The Jesus We Are Called to Imitate


I give you a new commandment, that you love one another. Just as I have loved you, you also should love one another. By this everyone will know that you are my disciples, if you have love for one another.”

John 13:34-35 (NRSV)

One thing I love about the faith journey is how a perception and understanding of Jesus can change over the years, even though He stays the same. He simply reveals Himself by layers. 

The Jesus I met when I was a child was the powerful Jesus. Through Sunday school and church, I learned about the powerful Son of God, who walked on water, calmed storms, and raised the dead. 

Then, just before adolescence, I met the benevolent Jesus, and learned that I could have a relationship with Him. At first, I couldn’t imagine why the powerful Jesus would trouble Himself over someone like me, but I grew to learn that His power and benevolence are inextricably linked. His love is for everyone, I learned, including me.

But it wasn’t until I was a young adult, that I began to meet human Jesus. That's also when I met Barrington Bunny. 

Barrington is the title character in a short story by Martin Bell from his collection of Gospel retellings, The Way of the Wolf. Barrington is a lone rabbit hopping through the forest one cold Christmas Eve. He searches for companionship among the other animals, but finds that he doesn’t belong. He can’t climb to visit with the squirrels or swim to be with the beavers. Lonely and despondent, he can only hop back to his home. 

On the way, he meets a beautiful silver wolf who reminds him of the gifts he’s been given as a bunny: his warm fur and ability to hop. He also reminds Barrington that all the animals are his family. Barrington accepts the wolf’s wisdom and sets off to give his own gifts to his animal family. 

As he is finishing his Christmas errands, he discovers a little lost field mouse shivering in the snow. Barrington covers the mouse with his fur and keeps him safe and warm through the night, rejoicing that he is a soft, warm bunny and that all the animals are his family. The next morning, the little mouse’s family is so glad to find him, that they don’t notice the bunny that has frozen to death protecting their baby mouse from the cold. 

Barrington is such a hapless little fellow, that it almost seems irreverent to think of his story as a Christ allegory. Yet, among other things, Barrington captures an important element of the human Jesus: vulnerability. The human Jesus was born in a stable and forced to flee violence at a young age. He was vilified by religious authorities and belittled by his relatives. The human Jesus pleaded with his friends to wait with him in His heartache, only to have them eventually abandon Him to ridicule and suffering. 

This Jesus can relate to the outcast, the displaced, the poor, the hungry, the marginalized, and the disenfranchised. And He can connect to the lonely, dark, and broken parts in all of us.

I find it incredible to think of the powerful and benevolent Lord choosing to share our humanity, and choosing to face the cruelty of this world.

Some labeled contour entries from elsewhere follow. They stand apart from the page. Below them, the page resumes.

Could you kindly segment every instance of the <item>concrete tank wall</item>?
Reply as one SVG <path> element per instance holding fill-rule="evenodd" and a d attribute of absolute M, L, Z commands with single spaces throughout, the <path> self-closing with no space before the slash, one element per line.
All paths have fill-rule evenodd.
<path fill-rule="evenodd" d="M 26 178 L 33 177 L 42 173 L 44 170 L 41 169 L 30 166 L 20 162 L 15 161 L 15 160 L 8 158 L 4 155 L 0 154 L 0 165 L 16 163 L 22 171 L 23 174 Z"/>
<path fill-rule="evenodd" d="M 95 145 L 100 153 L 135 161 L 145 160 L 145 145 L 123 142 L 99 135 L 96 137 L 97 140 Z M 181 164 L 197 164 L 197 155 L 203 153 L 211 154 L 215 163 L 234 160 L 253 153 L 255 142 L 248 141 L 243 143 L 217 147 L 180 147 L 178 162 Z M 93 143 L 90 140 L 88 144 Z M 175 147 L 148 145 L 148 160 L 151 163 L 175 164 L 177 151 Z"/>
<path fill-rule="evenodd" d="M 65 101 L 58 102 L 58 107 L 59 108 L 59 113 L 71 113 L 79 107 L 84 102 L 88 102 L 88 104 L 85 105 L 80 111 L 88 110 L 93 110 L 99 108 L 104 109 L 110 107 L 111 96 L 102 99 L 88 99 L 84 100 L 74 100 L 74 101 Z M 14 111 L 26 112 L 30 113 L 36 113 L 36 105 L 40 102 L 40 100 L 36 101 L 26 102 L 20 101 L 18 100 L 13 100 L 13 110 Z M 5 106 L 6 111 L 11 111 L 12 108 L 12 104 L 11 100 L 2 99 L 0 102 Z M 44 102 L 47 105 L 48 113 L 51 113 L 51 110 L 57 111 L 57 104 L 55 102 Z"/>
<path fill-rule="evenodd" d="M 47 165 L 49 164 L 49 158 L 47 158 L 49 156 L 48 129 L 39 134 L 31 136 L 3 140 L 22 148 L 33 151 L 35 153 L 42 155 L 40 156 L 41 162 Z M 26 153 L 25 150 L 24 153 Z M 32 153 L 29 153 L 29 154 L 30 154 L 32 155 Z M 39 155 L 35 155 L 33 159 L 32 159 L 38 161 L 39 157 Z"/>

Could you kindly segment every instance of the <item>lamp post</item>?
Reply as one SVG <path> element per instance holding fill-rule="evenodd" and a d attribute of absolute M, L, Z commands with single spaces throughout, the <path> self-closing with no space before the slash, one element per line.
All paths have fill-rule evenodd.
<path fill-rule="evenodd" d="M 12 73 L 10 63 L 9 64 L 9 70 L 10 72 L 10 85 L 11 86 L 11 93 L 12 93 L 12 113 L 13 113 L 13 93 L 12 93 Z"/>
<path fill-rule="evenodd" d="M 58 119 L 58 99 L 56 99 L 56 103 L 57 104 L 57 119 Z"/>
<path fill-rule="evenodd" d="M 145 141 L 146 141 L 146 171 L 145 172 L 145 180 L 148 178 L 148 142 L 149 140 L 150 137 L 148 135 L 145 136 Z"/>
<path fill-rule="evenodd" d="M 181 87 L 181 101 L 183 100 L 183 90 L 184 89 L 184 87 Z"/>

And what is even more incredible is that He chose to use His humanity to love the ones that rejected Him, even to the point of sacrificing His life for them. 

Just as he elected to share our nature, He invites us, by the power of the Holy Spirit, to share His as well. He enables us to love and give of ourselves to others—the lonely, the heartbroken, the outsiders, the needy, the lost, the marginalized, those that would marginalize us, those that inclination would make adversaries—and to view them as sisters and brothers. This is the Jesus we are called to imitate. 

As Advent comes to a close and Christmas approaches, I pray we are all blessed with the opportunity and will to be this Jesus to one another, and to seek Him in the faces and among the groups in which we wouldn’t expect to find Him. In the name of the Father, Son, and Holy Spirit, Amen.